Our company has rolled it's own problem management program (using Lotus Domino I think).

Editing text in the status area works fine. But, displaying the text is a different thing. If the user allows the text to wrap in the edit box, the whole sentence/paragraph is displayed on one line that extends beyond the right side of the window.

I've pointed out that this does not look right and asked if it was going to be fixed. The developer pretty much agreed that it's not right but, he can't figure out how to fix it. His solution was to tell the users to insert linefeeds right before the right side of the edit box.

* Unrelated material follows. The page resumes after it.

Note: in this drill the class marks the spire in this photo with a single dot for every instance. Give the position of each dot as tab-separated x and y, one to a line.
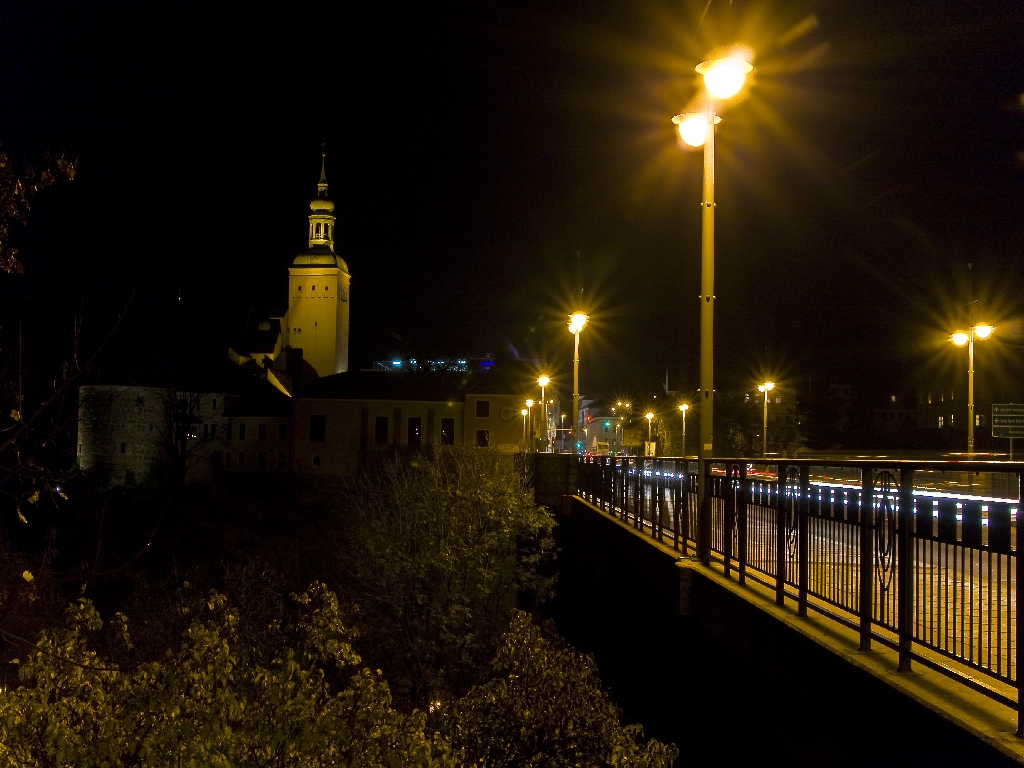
322	184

I've viewed the source of the generated web page. Tables are used to handle the layout. The long text entry is wrapped in tags.

My question is: Is there a way to force long lines of text to wrap?

I have to believe there is (via Javascript possibly). Unfortunately, I'm just learning HTML. The searches I have done on the web have turned up at least one item that might resolve this. Unfortunately, the entry is on a site that requires a paid subscription.


----------



## Gibble

Your developer can't fix it?

Geesh...time for a new developer!

in the css, give the pre tag these attributes
pre {
white-space: -moz-pre-wrap; /* Mozilla, supported since 1999 */
white-space: -pre-wrap; /* Opera 4 - 6 */
white-space: -o-pre-wrap; /* Opera 7 */
white-space: pre-wrap; /* CSS3 - Text module (Candidate Recommendation) http://www.w3.org/TR/css3-text/#white-space */
word-wrap: break-word; /* IE 5.5+ */
}

or in the HTML in the pre tags style attribute put

This should work with most browsers.


----------



## msage

Thank you!!

A couple things though:

1) Can you tell me where those values (i.e. -moz-pre-wrap) are defined? I tried searching on www.w3.org and got a little frustrated (I work on big iron--we don't use no stinkin' fancy-smancy web browsin' do-dads. .

2) Can the width be modified? I imagine it can be.


----------



## Gibble

msage said:


> Thank you!!
> 
> A couple things though:
> 
> 1) Can you tell me where those values (i.e. -moz-pre-wrap) are defined? I tried searching on www.w3.org and got a little frustrated (I work on big iron--we don't use no stinkin' fancy-smancy web browsin' do-dads. .
> 
> 2) Can the width be modified? I imagine it can be.


1) A lot of those like -moz-pre-wrap are browser specific, that's why there are so many, there isn't a w3 standard 'yet' ...

2) The width can be modified in the style by adding width: 50%; to it (or whatever % or absolute value.


----------



## msage

I appreciate your information.


----------



## Gibble

No problem


----------